Let’s take a look at the fetal growth story first. In the absence of well done, adequately powered clinical trials, the alarmists point to this meta-analysis from 2000 which found a decrease in fetal weight of 145 grams for every 10-mm Hg decrement in blood pressure. However the R2 was only 0.15, meaning that other factors were much more important than blood pressure at determining fetal weight. In the most recent RCT published in NEJM, there was no difference in the proportion of babies born at less than the tenth or third percentile for weight.

In regard to exposure to teratogens, there are certainly drugs that should be avoided but there is a cohort of drugs including methyldopa, labetalol, nifedipine, hydralazine and thiazides that are commonly utilized in pregnancy and have a long safety record.

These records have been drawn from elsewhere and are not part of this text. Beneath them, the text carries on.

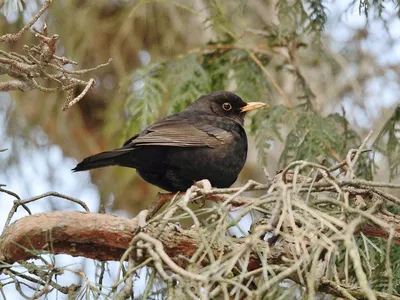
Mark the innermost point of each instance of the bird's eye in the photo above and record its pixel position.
(227, 106)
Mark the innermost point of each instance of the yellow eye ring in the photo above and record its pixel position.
(227, 106)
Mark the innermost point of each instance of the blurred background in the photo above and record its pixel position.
(345, 61)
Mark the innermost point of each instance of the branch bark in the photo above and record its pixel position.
(106, 237)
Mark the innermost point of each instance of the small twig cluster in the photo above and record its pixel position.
(309, 219)
(40, 63)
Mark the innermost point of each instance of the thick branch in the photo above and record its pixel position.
(106, 237)
(93, 235)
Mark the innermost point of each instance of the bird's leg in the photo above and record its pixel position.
(205, 186)
(142, 219)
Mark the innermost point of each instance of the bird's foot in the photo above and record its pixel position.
(205, 185)
(141, 219)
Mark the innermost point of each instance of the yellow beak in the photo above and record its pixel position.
(253, 106)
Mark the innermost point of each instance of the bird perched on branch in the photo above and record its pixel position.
(204, 141)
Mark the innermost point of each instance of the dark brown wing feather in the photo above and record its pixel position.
(172, 131)
(180, 133)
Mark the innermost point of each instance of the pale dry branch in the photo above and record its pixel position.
(41, 64)
(301, 215)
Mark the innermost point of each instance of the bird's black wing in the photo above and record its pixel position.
(177, 132)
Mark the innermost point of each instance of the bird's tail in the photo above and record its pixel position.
(103, 159)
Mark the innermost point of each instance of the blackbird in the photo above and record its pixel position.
(204, 141)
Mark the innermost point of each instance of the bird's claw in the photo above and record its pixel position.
(205, 185)
(142, 220)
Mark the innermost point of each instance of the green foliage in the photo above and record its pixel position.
(188, 80)
(144, 90)
(388, 142)
(302, 17)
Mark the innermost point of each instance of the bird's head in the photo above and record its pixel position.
(225, 104)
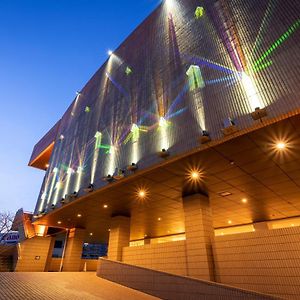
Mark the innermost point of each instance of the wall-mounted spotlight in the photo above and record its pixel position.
(259, 113)
(163, 153)
(229, 126)
(90, 188)
(133, 167)
(119, 174)
(108, 178)
(205, 138)
(71, 197)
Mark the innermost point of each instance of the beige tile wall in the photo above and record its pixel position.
(167, 286)
(167, 257)
(118, 237)
(33, 254)
(267, 261)
(72, 261)
(91, 265)
(199, 234)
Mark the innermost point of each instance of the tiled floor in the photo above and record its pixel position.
(63, 286)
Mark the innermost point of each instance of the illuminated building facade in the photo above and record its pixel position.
(188, 138)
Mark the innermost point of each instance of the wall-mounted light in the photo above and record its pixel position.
(90, 188)
(119, 174)
(259, 113)
(229, 126)
(133, 167)
(280, 146)
(108, 178)
(205, 138)
(163, 153)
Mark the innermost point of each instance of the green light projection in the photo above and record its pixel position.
(261, 63)
(220, 79)
(199, 12)
(195, 78)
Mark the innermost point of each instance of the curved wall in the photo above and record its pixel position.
(190, 66)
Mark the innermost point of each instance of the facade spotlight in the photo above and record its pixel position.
(142, 194)
(259, 113)
(119, 174)
(90, 188)
(71, 197)
(108, 178)
(229, 126)
(195, 175)
(164, 153)
(280, 145)
(133, 167)
(205, 138)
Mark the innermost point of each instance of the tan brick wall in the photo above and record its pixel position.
(168, 257)
(267, 261)
(118, 237)
(91, 264)
(199, 234)
(33, 254)
(168, 286)
(72, 260)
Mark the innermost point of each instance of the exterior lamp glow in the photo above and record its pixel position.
(195, 175)
(142, 194)
(280, 146)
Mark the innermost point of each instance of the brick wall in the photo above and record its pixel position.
(168, 286)
(168, 257)
(33, 254)
(91, 265)
(266, 261)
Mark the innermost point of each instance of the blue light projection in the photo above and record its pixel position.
(187, 69)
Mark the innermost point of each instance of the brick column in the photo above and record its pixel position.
(73, 252)
(33, 254)
(118, 237)
(199, 237)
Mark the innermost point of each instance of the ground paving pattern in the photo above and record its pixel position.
(63, 286)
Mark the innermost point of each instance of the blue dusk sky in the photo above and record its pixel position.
(48, 50)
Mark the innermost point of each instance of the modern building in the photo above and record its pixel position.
(182, 152)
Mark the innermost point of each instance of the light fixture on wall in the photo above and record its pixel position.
(280, 146)
(108, 178)
(164, 153)
(71, 197)
(229, 126)
(259, 113)
(119, 174)
(133, 167)
(205, 138)
(90, 188)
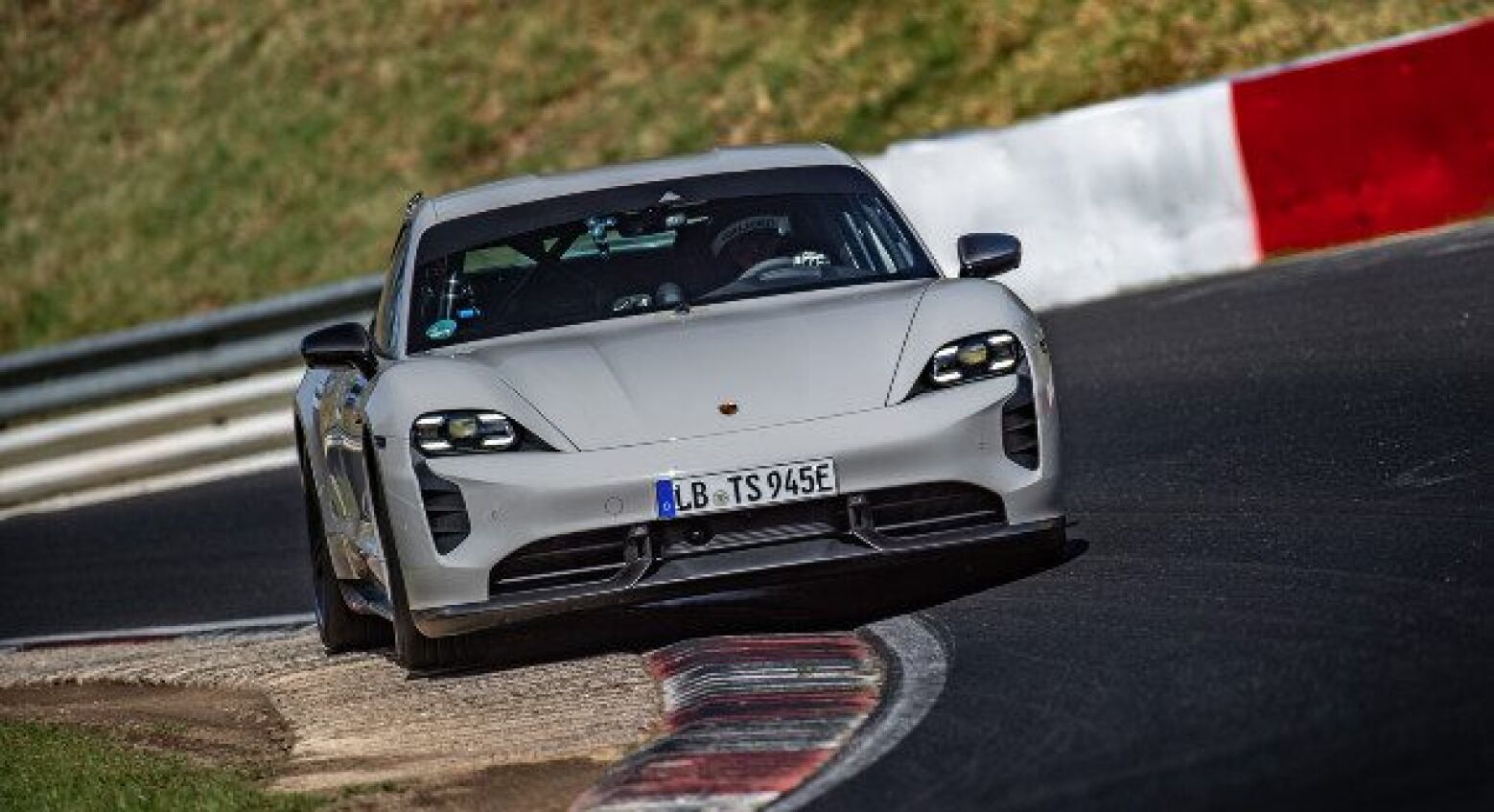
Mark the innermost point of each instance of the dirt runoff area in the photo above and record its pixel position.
(530, 736)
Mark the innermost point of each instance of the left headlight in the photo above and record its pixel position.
(463, 431)
(974, 357)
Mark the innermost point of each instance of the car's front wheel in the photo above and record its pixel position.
(412, 650)
(341, 629)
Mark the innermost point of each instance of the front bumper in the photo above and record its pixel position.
(653, 579)
(519, 499)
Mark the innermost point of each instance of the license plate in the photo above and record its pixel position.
(731, 490)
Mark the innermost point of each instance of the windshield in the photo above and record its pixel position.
(675, 256)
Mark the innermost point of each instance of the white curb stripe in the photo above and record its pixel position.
(272, 623)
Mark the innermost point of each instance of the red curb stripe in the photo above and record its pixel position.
(1331, 163)
(726, 774)
(746, 718)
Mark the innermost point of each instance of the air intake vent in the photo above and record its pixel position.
(446, 511)
(1019, 426)
(588, 557)
(932, 508)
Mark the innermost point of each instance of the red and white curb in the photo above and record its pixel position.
(1362, 144)
(750, 720)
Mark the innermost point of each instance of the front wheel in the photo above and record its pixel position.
(341, 629)
(412, 650)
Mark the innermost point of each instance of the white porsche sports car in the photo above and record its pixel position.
(640, 383)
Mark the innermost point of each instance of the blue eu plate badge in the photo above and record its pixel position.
(664, 493)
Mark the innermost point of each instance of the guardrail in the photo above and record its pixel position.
(222, 345)
(226, 377)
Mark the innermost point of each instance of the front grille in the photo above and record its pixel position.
(758, 525)
(1019, 426)
(932, 508)
(568, 560)
(446, 511)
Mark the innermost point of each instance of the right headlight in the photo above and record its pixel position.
(463, 431)
(973, 359)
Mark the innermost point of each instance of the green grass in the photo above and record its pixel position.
(45, 768)
(176, 155)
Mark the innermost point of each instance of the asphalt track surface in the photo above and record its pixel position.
(1280, 592)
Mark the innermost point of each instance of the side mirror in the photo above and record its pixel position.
(341, 345)
(985, 256)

And the last reason doctors are tolerant of hypertension in pregnancy is the belief that since pregnancy is a time-limited medical condition, there is little maternal morbidity from mild to moderate hypertension. This is probably false as the Martins et al case series of 28 women who had hypertensive strokes shows hypertensive morbidity is real and likely avoidable with judicious treatment of hypertension. Additionally, more aggressive use of antihypertensives in moderate maternal hypertension was shown to reduce the progression to severe hypertension while helping to avoid thrombocytopenia and elevated liver enzymes.

People are endlessly worrying about the over medicalization of natural human processes, but hypertension in pregnancy is pathologic and we have the means to treat it and should to prevent serious maternal complications.